In this tutorial we will explore the types of data that the MinION produces, and try to look at the error mode by visual inspection of alignments.
We will use data from the Ebola surveillance study in Guinea. Reads from this study are already on the server, in the tar archive 076383.tgz
However, first we need a reference sequence to map against.

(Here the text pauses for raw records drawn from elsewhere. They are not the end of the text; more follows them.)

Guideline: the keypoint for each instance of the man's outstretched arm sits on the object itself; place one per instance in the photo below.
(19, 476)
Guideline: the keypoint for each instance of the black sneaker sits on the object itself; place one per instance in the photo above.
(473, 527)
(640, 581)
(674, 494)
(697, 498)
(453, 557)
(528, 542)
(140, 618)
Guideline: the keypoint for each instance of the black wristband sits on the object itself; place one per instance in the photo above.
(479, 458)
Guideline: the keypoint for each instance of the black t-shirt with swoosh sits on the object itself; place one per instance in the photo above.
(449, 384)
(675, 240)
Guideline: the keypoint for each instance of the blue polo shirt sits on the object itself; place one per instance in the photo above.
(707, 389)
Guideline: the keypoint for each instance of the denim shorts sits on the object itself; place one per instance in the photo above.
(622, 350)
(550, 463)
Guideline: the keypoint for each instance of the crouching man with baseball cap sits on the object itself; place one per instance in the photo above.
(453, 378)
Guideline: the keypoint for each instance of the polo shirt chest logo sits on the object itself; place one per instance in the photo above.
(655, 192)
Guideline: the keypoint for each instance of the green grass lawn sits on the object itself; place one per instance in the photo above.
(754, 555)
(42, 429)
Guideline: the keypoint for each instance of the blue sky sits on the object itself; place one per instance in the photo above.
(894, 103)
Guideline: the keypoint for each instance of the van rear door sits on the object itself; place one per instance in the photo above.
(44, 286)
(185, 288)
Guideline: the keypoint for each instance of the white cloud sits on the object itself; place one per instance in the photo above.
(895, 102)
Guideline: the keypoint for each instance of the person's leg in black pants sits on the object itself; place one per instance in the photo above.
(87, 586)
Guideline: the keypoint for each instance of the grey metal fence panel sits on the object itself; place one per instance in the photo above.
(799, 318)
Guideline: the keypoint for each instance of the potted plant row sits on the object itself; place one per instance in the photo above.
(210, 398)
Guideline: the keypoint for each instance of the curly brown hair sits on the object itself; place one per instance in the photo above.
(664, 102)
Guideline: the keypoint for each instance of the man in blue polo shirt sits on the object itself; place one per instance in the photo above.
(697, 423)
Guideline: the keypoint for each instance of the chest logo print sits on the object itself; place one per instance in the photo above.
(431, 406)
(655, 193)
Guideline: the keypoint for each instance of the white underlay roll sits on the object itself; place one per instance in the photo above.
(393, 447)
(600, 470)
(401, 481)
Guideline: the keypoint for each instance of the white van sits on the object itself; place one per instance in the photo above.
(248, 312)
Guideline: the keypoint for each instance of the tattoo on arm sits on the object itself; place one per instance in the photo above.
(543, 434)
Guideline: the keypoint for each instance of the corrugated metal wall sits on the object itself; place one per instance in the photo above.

wget https://raw.githubusercontent.com/nickloman/ebov/master/refs/EM_079517.fasta
Now let's extract FASTA files from the archive of reads. We can do this directly from the tar archive, but it's faster to extract the archive first. A tar archive is denoted by the file suffix 'tar' or 'tgz' for a zipped tar file. Poretools can extract a subset of reads using the '--type' parameter. Commonly used values include:
--type 2D
(two-direction reads)--type fwd
(template reads)--type rev
(complement reads)More detailed usage can be found at the documentation site:
http://poretools.readthedocs.org/en/latest/content/examples.html#poretools-fastq
tar xvfz 076383.tgz
This makes a directory called 076383_180Genomes_11rx
Let's extract the reads:
poretools fasta --type 2D 076383_180Genomes_11rx/pass > Ebola2D.fasta
Check how many reads you have obtained:
grep ">" Ebola2D.fasta | wc -l
Now let's align the reads to a reference sequence. You need to index the reference first:
bwa index EM_079517.fasta
Align the reads to the reference. Here we use BWA as the aligner and we specify that we have Oxford Nanopore reads with the ont2d option:
bwa mem -x ont2d EM_079517.fasta Ebola2D.fasta | samtools view -bS - | samtools sort - -o Ebola2D.sorted.bam
This command makes a file called Ebola2D.sorted.bam
Now index that bamfile:
samtools index Ebola2D.sorted.bam
We can get some basic statistics about how well it has aligned using samtools stats
samtools stats Ebola2D.sorted.bam > Ebola2D.stats.txt
head -40 Ebola2D.stats.txt
samtools stats
can give us some coverage plots:
grep "^COV" Ebola2D.stats.txt > Ebola2D.coverage.txt
head -10 Ebola2D.coverage.txt
You can plot this in RStudio with code like this:
library(ggplot2)
cov=read.table("Ebola2D.coverage.txt", sep="\t")
cov[1,]
ggplot(cov, aes(x=V3, y=V4)) + geom_histogram(stat="identity") + xlab("Coverage") + ylab("Count")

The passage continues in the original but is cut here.